SEGMENT MANAGEMENT

Each load into CarbonData is written into a separate folder called Segment.Segments is a powerful concept which helps to maintain consistency of data and easy transaction management.CarbonData provides DML (Data Manipulation Language) commands to maintain the segments.

SHOW SEGMENT

This command is used to list the segments of CarbonData table.

SHOW [HISTORY] SEGMENTS FOR TABLE [db_name.]table_name LIMIT number_of_segments

Example: Show visible segments

SHOW SEGMENTS FOR TABLE CarbonDatabase.CarbonTable LIMIT 4

Show all segments, include invisible segments

SHOW HISTORY SEGMENTS FOR TABLE CarbonDatabase.CarbonTable LIMIT 4

DELETE SEGMENT BY ID

This command is used to delete segment by using the segment ID. Each segment has a unique segment ID associated with it. Using this segment ID, you can remove the segment.

The following command will get the segmentID.

SHOW SEGMENTS FOR TABLE [db_name.]table_name LIMIT number_of_segments

After you retrieve the segment ID of the segment that you want to delete, execute the following command to delete the selected segment.

DELETE FROM TABLE [db_name.]table_name WHERE SEGMENT.ID IN (segment_id1, segments_id2, ...)

Example:

DELETE FROM TABLE CarbonDatabase.CarbonTable WHERE SEGMENT.ID IN (0)
DELETE FROM TABLE CarbonDatabase.CarbonTable WHERE SEGMENT.ID IN (0,5,8)

DELETE SEGMENT BY DATE

This command will allow to delete the CarbonData segment(s) from the store based on the date provided by the user in the DML command.

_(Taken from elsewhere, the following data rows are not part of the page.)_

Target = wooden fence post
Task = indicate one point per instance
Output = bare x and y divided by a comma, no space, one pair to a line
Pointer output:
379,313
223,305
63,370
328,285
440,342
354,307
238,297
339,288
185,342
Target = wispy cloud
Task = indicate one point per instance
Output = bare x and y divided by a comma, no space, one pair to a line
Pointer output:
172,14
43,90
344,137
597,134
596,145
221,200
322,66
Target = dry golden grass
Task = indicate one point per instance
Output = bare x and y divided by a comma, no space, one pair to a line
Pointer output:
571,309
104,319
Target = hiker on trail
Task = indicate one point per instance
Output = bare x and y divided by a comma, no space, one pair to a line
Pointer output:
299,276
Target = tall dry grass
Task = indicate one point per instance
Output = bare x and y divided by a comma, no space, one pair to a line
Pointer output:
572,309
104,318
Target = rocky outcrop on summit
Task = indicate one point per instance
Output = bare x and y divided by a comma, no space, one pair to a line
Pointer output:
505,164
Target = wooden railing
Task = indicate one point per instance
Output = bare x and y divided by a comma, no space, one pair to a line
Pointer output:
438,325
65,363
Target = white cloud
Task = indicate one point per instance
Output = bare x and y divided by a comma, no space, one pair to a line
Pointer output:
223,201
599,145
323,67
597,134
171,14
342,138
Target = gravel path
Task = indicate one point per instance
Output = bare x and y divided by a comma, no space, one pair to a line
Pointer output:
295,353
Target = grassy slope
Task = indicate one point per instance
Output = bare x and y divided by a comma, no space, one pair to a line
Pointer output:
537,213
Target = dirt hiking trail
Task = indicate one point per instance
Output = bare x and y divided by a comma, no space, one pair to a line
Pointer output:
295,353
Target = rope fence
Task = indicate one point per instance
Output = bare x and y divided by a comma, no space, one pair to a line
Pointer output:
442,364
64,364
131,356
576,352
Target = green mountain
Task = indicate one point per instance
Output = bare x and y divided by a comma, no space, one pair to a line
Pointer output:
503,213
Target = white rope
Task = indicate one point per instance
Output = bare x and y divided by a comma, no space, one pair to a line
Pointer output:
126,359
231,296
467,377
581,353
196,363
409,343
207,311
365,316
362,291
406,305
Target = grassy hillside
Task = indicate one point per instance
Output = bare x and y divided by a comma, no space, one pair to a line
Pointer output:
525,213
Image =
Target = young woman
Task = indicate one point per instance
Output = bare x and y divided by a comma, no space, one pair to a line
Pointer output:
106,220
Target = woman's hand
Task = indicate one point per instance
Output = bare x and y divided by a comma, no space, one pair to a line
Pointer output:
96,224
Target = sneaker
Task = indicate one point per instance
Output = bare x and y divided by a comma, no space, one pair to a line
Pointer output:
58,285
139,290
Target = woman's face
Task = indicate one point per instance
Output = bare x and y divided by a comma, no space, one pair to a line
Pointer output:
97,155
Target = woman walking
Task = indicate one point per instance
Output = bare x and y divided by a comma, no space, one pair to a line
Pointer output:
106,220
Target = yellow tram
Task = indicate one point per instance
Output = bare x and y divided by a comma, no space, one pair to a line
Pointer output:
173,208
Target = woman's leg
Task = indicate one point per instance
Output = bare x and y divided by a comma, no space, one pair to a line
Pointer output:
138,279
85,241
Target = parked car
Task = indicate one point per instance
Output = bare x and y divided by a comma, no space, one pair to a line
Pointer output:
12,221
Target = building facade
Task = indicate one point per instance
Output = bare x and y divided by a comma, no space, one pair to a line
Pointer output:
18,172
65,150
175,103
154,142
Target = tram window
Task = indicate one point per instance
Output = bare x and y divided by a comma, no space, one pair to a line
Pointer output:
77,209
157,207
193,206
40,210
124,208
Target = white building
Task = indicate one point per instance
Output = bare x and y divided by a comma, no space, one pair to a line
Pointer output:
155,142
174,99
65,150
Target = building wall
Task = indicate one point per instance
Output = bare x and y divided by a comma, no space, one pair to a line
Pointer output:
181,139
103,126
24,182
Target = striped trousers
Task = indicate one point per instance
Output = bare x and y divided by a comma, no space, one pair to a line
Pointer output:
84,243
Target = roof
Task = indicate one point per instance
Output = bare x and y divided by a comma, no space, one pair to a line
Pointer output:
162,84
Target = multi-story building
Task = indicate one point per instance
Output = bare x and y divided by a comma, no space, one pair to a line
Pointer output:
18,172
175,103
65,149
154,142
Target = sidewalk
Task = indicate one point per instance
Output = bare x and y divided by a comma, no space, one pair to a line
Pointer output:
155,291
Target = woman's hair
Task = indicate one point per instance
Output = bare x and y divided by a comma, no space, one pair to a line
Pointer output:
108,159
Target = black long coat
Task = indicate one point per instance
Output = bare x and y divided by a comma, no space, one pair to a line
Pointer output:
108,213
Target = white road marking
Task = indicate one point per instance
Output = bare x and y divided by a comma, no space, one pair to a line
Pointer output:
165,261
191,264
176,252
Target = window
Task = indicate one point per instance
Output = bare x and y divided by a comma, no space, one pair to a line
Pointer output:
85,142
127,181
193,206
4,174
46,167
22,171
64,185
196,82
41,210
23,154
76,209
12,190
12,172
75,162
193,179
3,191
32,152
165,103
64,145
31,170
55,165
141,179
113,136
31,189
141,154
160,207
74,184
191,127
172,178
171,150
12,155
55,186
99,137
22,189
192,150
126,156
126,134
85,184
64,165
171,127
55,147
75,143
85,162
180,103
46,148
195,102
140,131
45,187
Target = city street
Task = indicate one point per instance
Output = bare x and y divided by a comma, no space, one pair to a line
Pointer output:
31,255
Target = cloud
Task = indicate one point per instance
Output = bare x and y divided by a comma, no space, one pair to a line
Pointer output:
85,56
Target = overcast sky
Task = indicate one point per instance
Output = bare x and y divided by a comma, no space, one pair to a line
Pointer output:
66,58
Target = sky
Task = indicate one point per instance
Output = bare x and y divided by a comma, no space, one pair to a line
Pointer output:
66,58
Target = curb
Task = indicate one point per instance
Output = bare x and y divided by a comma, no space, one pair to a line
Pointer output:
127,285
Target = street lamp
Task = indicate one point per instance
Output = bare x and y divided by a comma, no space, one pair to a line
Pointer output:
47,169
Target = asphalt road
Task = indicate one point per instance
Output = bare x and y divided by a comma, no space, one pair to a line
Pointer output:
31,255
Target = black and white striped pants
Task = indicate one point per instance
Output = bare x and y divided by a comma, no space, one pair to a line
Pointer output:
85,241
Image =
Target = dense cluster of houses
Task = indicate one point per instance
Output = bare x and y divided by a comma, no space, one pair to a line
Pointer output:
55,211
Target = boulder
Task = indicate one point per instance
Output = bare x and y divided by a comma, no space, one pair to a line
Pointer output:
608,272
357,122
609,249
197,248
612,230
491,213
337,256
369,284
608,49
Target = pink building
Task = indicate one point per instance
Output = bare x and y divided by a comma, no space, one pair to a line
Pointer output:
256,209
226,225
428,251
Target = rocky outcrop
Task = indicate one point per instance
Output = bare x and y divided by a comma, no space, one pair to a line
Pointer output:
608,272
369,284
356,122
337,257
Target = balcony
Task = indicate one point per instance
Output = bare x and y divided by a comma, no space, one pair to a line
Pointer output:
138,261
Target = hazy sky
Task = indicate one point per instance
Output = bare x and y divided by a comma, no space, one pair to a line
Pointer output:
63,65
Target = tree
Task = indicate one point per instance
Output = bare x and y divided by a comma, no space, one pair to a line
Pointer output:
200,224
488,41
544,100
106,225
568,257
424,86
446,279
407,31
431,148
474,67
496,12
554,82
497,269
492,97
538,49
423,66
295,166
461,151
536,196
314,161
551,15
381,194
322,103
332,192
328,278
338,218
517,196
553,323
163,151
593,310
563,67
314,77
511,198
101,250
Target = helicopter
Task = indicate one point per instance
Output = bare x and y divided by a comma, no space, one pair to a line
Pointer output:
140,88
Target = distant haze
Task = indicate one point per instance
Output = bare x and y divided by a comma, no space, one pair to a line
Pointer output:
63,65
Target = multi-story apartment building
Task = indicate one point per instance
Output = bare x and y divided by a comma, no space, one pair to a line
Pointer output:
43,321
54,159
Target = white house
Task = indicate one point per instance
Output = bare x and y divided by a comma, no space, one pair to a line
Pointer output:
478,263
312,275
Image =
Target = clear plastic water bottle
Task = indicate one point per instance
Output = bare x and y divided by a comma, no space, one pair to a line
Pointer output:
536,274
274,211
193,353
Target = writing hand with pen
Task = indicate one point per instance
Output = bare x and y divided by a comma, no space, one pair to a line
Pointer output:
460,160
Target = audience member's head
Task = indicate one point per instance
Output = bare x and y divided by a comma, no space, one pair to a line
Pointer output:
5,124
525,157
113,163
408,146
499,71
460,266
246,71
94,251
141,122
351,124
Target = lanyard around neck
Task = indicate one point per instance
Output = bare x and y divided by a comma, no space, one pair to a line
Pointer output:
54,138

The segment created before the particular date will be removed from the specific stores.

DELETE FROM TABLE [db_name.]table_name WHERE SEGMENT.STARTTIME BEFORE DATE_VALUE

Example:

DELETE FROM TABLE CarbonDatabase.CarbonTable WHERE SEGMENT.STARTTIME BEFORE '2017-06-01 12:05:06' 

QUERY DATA WITH SPECIFIED SEGMENTS

This command is used to read data from specified segments during CarbonScan.

Get the Segment ID:

SHOW SEGMENTS FOR TABLE [db_name.]table_name LIMIT number_of_segments

Set the segment IDs for table

SET carbon.input.segments.<database_name>.<table_name> = <list of segment IDs>

NOTE: carbon.input.segments: Specifies the segment IDs to be queried. This property allows you to query specified segments of the specified table. The CarbonScan will read data from specified segments only.

If user wants to query with segments reading in multi threading mode, then CarbonSession. threadSet can be used instead of SET query.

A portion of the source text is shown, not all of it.